Manufacturing companies today are challenged with rapidly changing variables in their industries, such as requirements for shorter lead times, mass customisation, the increasing number of product variations and there is an ongoing shift in overall consumers’ mindsets as more people move away from product ownership-based consumption in favor of as-a-service business models. Additionally, conventional models of production planning by experts are no longer efficient due to unforeseen disruptions and changing business environments.
When you speak to any factory operators and plant managers across Industries, some of things you hear are still very basic, e.g., how do I get more visibility in to my operation? How do I plan for what I don’t know? How do I minimise impact of downtime? How do I plan for spares ahead of time to minimise the impact of a breakdown? And at executive levels, you would often hear about higher level objectives that impact share of market, competitive advantage and customer experiences.
The bottom line is overall operations rarely go as planned. This problem gets further amplified with aging equipment and legacy processes which cannot be replaced without significant investments and impact on the ongoing production. No manufacturer is willing to stop producing and replace the entire setup just to gain more operational efficiency.

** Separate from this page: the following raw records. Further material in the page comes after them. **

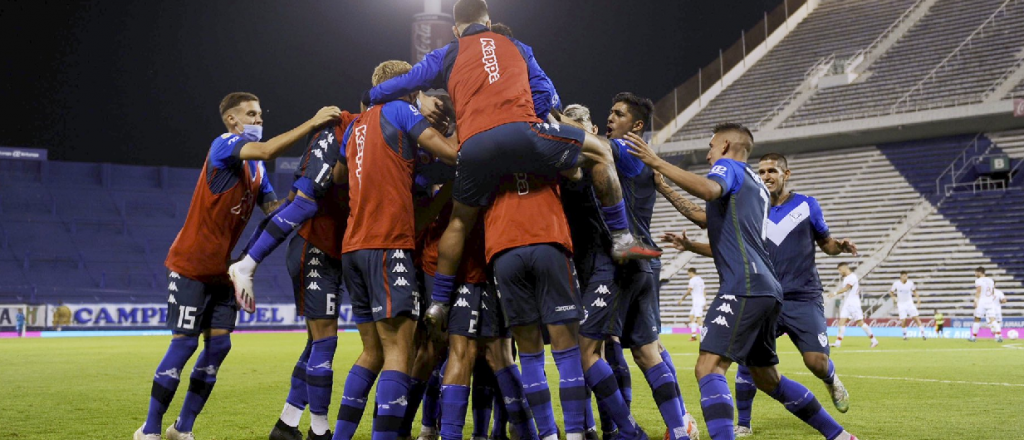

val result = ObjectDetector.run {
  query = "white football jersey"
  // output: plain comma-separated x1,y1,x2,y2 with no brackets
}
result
974,276,995,304
689,276,707,302
890,279,918,304
843,272,860,303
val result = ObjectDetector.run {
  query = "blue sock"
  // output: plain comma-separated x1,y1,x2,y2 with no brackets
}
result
584,359,639,439
430,272,455,304
495,364,537,439
175,335,231,433
372,369,413,440
519,351,558,439
398,378,427,437
285,339,313,413
473,359,498,437
697,375,735,440
421,360,447,430
736,365,758,428
142,337,199,434
769,376,843,440
306,336,338,435
334,365,377,440
819,359,836,385
248,195,316,263
441,385,469,440
604,341,633,407
601,201,630,231
551,346,590,434
644,362,689,440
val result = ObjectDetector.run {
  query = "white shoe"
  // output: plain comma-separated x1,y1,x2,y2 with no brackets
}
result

Internet of Things is expected to address the unique challenge of dealing with legacy assets and processes while optimising for efficiencies and help business innovate. Enterprises are looking for technology solution to deliver product and/or services to its customers in the most predictable and cost effective way without compromising on the overall quality goals and customer experience. Predictable outcome and costs are directly linked to how assets and operations are managed.
Across all Industries whether it is manufacturing, energy, transportation or health care, there are assets that need to be managed smarter. These assets could be a robotic arm in manufacturing, a windmill in energy, a train in transportation or a MRI scanner in health care. Availability and performance of these assets are not only just the need but also a business imperative. Internet of Things offers a potential economic impact of $4 trillion to $ 11 trillion a year in 2025 as per McKinsey report on Unlocking the Potential of the Internet of Things. When you double click on this data point, you realise one of the key industry that’s contributed majorly to this trend is Manufacturing where the impact from operations management to predictive maintenance is around $1 to $3 trillion as per the same report.
The very first step in the IoT journey is to connect factory assets through a gateway or an add-on device that enables flow of sensor data to either an edge and fog systems near asset analytics and prediction or cloud based solution for more powerful analytics and ML driven outcomes. Internet of Things architecture elements leverage the data streams from PLC, sensors, relays, switches or sometime externally mounted instrumentation and blend with data from IT systems and other sources such as weather, demography, manufacturer own data sets, etc., to make predictions that enable use cases such as remaining useful life, prevent equipment failure, reduce maintenance costs, degrading performance indicators and asset safety.
So there is enough business case that justifies the journey towards a scalable IoT solution that not only looks at a specific problem the manufacturer face but also provides future proofing of the investment. Eventually the vision for the manufacture should be moving towards an autonomous economy that senses and responds to demands on a real-time basis.